Gold closed lower on Friday. The low-range close sets the stage for a steady to lower opening when Tuesday’s night session begins trading.

Oil

Hysterical oil buying driven by supply outages and signs the Omicron variant won’t be as disruptive as feared has pushed some crude grades to multi-year highs, suggesting the rally in Brent futures could be sustained a while longer, traders said.

Prices for physical cargoes do not always trade in tandem with oil futures and when differentials widen rapidly and considerably, they can indicate speculators have oversold or overbought futures versus fundamentals.

Brent oil futures have jumped 10% since the start of the year but the physical market is still racing ahead, with differentials for some grades hitting multi-year highs, suggesting a tight market will push the futures rally on.

Crude oil closed higher on Friday as it extended the rally off December’s low. The high-range close sets the stage for a steady to higher opening when Tuesday’s night session begins.

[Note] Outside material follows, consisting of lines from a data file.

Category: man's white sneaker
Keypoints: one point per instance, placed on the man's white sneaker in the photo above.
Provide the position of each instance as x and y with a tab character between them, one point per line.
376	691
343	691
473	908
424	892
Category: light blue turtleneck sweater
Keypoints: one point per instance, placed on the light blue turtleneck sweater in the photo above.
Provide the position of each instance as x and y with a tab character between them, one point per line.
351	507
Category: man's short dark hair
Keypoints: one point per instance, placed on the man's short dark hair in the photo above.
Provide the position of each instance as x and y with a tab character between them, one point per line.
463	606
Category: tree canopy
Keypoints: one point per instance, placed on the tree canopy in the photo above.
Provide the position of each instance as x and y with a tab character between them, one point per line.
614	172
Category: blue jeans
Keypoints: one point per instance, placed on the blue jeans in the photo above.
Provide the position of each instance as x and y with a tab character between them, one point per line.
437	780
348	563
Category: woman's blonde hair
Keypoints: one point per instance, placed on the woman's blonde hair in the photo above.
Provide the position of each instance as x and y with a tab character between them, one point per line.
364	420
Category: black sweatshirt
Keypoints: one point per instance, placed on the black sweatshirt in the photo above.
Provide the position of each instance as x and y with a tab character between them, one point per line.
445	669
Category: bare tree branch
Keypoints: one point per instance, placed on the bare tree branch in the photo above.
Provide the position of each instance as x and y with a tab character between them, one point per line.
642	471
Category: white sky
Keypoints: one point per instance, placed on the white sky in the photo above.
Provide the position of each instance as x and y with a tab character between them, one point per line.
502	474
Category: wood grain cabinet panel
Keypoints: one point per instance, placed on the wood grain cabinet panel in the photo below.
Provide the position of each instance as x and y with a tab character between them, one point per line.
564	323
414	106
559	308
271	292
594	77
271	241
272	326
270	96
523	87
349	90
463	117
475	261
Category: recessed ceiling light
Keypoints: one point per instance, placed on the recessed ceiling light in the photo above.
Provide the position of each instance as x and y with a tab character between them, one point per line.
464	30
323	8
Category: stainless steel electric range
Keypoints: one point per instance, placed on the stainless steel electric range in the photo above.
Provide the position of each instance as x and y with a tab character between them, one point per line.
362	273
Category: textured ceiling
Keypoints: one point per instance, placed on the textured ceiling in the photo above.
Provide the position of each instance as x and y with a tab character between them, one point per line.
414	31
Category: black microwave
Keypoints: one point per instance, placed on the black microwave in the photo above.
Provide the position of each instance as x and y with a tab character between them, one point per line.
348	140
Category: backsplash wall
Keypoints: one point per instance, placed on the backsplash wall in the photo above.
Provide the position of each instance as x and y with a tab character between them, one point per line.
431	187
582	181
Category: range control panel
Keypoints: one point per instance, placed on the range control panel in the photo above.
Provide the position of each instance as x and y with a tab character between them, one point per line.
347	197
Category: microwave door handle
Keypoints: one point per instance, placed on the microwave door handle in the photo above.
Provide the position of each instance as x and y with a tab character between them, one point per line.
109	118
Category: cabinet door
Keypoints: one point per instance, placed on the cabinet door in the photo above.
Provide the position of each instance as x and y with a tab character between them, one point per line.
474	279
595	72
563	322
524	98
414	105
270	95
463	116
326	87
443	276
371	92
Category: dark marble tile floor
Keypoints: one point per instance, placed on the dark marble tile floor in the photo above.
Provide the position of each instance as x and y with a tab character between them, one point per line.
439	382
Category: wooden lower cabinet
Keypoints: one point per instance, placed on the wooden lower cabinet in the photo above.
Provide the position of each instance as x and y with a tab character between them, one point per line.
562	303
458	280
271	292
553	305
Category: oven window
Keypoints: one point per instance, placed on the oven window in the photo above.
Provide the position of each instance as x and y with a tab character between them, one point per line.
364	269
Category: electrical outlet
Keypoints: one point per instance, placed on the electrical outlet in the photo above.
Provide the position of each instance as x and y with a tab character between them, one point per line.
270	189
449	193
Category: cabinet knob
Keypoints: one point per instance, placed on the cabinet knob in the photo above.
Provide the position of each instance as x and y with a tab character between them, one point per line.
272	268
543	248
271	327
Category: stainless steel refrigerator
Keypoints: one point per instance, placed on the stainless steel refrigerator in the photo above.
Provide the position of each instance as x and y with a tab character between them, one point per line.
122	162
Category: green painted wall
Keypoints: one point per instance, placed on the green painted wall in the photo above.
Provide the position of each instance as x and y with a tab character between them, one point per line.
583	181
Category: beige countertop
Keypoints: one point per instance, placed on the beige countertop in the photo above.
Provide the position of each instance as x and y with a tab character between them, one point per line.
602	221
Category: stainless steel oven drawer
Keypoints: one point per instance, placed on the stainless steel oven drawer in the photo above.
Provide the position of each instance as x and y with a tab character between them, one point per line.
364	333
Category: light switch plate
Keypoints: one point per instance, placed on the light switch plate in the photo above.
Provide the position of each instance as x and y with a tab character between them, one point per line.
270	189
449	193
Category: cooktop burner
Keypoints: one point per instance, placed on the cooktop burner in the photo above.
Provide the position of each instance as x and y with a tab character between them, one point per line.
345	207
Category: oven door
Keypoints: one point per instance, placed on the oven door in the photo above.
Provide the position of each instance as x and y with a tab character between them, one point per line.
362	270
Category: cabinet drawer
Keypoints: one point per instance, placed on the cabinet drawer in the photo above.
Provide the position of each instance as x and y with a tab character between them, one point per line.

Violent protests in Kazakhstan at the start of the year prompted fears of a prolonged oil outage, which did not materialize, that would have compounded outages elsewhere such as in Libya, Canada and Ecuador. The Libyan and Ecuadorian outages were largely resolved in the past week after taking out close to 1 million barrels per day. read more

At the same time, OPEC and its allies have stuck by their timeline to slowly increase output, despite repeated calls by the United States and elsewhere to go faster. Meanwhile, nuclear talks with Iran, that could also boost supply, appear stalled.

Next Week’s Calendar

As for the economic calendar for the coming week, we can note the release of data on the consumer market of the Eurozone on Monday January 17 and Thursday January 20. The ECB’s statement on monetary policy and the issue of statistics on the US labour market are also expected on Thursday. The head of the ECB, Christine Lagarde, is to speak on Friday, 21 January.